Thompson and Kaling field answers to some of the most embarrassing and infuriating workplace scenarios, from mundane yet surprisingly common office supply snatching to accidental reply-all disasters. Though theoretically all office supplies are there for the benefit of the larger group, people get surprisingly territorial about pens, notepads — an entire subplot of 1999 comedy Office Space centered around beleaguered Milton's freakout over losing his beloved red stapler, as you probably recall. While Thompson expresses faux-outrage, Kaling says it's a perfect setup for her favorite kind of confrontation: direct, dramatic, and wildly low-stakes.
In an interesting coincidence, both Thompson and Kaling found themselves somewhat mirroring their onscreen counterparts. Molly's overenthusiastic, untested writer wants to learn at the feet of a trailblazer. Kaling, while much more experience, wrote Late Night's prime role sight-unseen for Thompson. As The Hollywood Reporter notes, Kaling said on The Ellen Degeneres Show, "It was a stupid thing to do. I'm in L.A. creepily writing this movie about a woman I was a fan of. She's hilarious and never gets to do funny parts. She just turned 60, and I was excited to see her in this kind of role." Kaling also mentioned, much like Molly in the all-white, all-male writers' room, having to constantly explain her presence at fancy events. "I think I have a nice career and I'm doing well. But the minute I go to the Met Gala, I'm the least famous person there. Everyone is a European billionaire who doesn't watch American sitcoms, and... I have to explain my deal to them. They don't get it."

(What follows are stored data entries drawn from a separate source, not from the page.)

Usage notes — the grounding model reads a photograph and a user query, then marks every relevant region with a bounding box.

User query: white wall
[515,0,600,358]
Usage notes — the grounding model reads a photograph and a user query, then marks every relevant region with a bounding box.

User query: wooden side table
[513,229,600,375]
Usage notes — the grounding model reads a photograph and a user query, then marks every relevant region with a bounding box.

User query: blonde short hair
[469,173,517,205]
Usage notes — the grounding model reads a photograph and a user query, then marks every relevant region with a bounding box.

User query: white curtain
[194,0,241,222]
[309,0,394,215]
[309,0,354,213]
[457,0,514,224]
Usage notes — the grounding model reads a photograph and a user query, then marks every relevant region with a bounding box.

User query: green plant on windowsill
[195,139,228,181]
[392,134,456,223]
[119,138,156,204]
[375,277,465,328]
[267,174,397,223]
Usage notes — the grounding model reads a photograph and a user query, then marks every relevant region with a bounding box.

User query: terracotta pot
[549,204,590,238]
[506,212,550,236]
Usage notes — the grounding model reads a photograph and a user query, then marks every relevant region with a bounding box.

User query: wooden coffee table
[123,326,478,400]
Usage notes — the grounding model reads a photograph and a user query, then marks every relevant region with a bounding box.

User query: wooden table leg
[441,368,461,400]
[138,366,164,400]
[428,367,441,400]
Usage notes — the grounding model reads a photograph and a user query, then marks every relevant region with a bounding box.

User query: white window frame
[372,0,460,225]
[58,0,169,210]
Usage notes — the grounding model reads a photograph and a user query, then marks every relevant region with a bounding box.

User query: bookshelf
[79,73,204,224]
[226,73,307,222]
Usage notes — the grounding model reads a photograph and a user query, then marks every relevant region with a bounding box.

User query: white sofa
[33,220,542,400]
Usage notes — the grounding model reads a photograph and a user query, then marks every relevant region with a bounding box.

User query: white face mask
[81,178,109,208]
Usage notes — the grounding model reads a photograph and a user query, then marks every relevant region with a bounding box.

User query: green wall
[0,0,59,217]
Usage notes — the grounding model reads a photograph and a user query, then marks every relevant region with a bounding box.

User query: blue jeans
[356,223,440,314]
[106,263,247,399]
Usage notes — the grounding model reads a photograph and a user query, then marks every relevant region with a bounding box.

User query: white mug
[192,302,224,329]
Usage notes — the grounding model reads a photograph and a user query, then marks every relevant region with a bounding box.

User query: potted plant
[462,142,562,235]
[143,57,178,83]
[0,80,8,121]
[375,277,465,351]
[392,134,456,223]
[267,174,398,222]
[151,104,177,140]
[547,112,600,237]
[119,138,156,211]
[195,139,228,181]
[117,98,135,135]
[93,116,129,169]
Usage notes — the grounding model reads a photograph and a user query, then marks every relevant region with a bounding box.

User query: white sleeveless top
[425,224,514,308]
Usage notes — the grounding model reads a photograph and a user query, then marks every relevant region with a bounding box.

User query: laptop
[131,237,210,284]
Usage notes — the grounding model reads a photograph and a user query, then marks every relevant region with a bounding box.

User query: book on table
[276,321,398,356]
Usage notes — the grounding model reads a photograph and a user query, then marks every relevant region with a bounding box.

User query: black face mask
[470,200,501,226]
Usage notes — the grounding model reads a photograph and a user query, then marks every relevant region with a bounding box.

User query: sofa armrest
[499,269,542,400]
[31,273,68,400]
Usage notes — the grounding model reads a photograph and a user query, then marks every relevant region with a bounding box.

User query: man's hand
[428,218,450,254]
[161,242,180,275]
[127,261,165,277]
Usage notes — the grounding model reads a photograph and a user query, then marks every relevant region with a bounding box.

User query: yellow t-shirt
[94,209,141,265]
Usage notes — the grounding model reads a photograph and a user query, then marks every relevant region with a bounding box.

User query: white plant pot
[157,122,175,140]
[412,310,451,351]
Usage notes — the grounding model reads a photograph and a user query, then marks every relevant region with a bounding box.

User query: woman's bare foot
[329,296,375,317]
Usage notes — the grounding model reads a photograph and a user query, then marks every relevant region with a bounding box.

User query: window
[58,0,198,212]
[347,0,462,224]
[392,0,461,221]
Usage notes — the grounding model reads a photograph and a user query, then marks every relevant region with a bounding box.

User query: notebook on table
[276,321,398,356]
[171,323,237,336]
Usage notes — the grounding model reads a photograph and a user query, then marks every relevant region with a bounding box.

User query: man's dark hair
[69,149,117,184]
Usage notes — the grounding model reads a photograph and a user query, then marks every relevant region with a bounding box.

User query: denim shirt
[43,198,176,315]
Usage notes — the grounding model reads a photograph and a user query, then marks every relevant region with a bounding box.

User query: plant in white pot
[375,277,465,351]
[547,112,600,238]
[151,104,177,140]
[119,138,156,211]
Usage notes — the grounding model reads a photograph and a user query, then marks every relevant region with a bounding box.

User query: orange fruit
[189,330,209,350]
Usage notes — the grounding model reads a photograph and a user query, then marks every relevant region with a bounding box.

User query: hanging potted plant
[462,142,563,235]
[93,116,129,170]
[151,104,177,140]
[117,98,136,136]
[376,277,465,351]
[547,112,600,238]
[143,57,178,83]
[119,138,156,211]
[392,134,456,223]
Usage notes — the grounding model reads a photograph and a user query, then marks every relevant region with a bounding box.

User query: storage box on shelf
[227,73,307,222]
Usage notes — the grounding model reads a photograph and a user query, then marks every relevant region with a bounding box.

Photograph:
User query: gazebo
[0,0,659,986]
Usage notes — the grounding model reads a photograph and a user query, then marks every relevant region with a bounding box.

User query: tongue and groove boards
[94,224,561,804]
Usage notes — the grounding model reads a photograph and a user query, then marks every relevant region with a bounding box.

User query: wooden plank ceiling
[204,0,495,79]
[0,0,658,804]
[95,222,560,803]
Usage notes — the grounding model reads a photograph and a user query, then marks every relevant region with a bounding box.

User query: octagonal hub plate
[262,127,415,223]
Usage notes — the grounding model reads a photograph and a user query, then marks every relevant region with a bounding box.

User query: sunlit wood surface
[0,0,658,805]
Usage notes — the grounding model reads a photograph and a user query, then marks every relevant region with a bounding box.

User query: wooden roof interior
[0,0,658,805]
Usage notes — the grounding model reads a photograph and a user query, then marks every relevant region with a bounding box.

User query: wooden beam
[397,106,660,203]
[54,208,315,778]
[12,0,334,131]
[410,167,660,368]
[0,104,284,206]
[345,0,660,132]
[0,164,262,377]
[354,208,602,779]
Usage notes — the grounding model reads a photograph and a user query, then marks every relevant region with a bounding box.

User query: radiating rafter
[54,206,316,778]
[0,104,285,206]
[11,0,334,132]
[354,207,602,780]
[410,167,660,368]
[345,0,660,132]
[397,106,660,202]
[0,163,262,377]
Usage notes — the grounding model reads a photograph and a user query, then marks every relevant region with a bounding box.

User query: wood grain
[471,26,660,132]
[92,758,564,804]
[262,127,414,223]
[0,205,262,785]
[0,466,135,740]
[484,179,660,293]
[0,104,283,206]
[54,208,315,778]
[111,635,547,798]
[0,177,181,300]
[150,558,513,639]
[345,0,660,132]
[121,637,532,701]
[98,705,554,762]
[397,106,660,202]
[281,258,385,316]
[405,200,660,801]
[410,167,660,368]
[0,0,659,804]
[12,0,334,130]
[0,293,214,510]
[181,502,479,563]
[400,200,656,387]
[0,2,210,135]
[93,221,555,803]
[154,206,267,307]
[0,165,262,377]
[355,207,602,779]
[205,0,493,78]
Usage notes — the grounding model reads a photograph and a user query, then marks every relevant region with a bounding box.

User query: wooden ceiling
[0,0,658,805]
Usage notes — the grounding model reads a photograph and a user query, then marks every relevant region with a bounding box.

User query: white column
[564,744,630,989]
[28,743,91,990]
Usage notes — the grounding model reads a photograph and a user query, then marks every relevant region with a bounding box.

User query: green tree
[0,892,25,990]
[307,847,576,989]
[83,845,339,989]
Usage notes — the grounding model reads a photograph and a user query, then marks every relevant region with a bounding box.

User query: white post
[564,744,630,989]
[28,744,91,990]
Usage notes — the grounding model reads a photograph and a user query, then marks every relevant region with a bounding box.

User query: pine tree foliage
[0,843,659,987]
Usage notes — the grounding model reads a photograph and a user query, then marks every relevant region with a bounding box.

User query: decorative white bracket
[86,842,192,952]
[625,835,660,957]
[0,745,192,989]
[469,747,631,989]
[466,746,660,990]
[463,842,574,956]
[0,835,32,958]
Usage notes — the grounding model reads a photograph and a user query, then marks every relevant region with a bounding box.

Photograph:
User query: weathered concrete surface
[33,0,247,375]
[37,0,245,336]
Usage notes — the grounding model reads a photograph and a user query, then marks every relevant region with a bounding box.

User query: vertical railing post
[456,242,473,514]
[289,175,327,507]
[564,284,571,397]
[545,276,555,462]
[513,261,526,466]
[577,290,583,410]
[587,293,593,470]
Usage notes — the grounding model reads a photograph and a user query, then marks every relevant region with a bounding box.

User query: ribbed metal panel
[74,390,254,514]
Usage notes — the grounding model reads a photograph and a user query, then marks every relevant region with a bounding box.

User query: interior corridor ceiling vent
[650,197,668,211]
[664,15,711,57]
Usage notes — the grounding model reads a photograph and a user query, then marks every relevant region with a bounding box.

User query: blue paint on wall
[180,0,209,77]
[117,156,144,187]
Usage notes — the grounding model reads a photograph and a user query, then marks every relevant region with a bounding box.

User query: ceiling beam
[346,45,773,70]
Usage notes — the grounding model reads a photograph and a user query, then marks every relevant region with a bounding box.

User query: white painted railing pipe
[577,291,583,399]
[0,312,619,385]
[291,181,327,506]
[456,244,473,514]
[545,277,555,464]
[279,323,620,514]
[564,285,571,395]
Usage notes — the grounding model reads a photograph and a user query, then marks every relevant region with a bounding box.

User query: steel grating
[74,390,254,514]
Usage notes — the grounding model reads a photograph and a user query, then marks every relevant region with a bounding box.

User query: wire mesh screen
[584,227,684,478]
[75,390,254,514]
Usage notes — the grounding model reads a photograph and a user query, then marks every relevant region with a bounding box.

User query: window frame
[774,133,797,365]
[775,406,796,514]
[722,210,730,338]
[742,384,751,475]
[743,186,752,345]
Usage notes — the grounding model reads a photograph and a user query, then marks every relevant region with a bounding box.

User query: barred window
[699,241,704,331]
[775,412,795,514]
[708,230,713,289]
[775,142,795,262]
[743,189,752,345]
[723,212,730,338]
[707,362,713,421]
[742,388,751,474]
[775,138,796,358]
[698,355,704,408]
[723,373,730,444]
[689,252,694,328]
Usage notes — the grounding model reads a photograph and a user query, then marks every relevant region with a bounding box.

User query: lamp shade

Meanwhile Thompson found herself going through some of the stress her fictional counterpart deals with. Talking to The New York Times, she mentions that turning 60 left her feeling uncertain, though not about aging itself. "The denial of aging is unhealthy. It’s always been bollocks,” she said, in no uncertain terms. But, "there’s lots of these roles that are in fact imposed on you by society, for years and years and years, then you suddenly go — am I any of those things?" Thompson mused. “I was always so sure. As it turns out, I have no idea.”
The one thing both women do feel certain about is what they'd do if they pulled a mistake like accidentally calling the boss Mom or Dad. While Thompson says she'd have to immediately leave work forever, Kaling says she's already so unprofessional it likely wouldn't phase any coworker. When it comes to office rumors though, both agree they'd immediately confront the problem directly and loudly, something the film Late Night looks to do when addressing women and diversity in the workplace.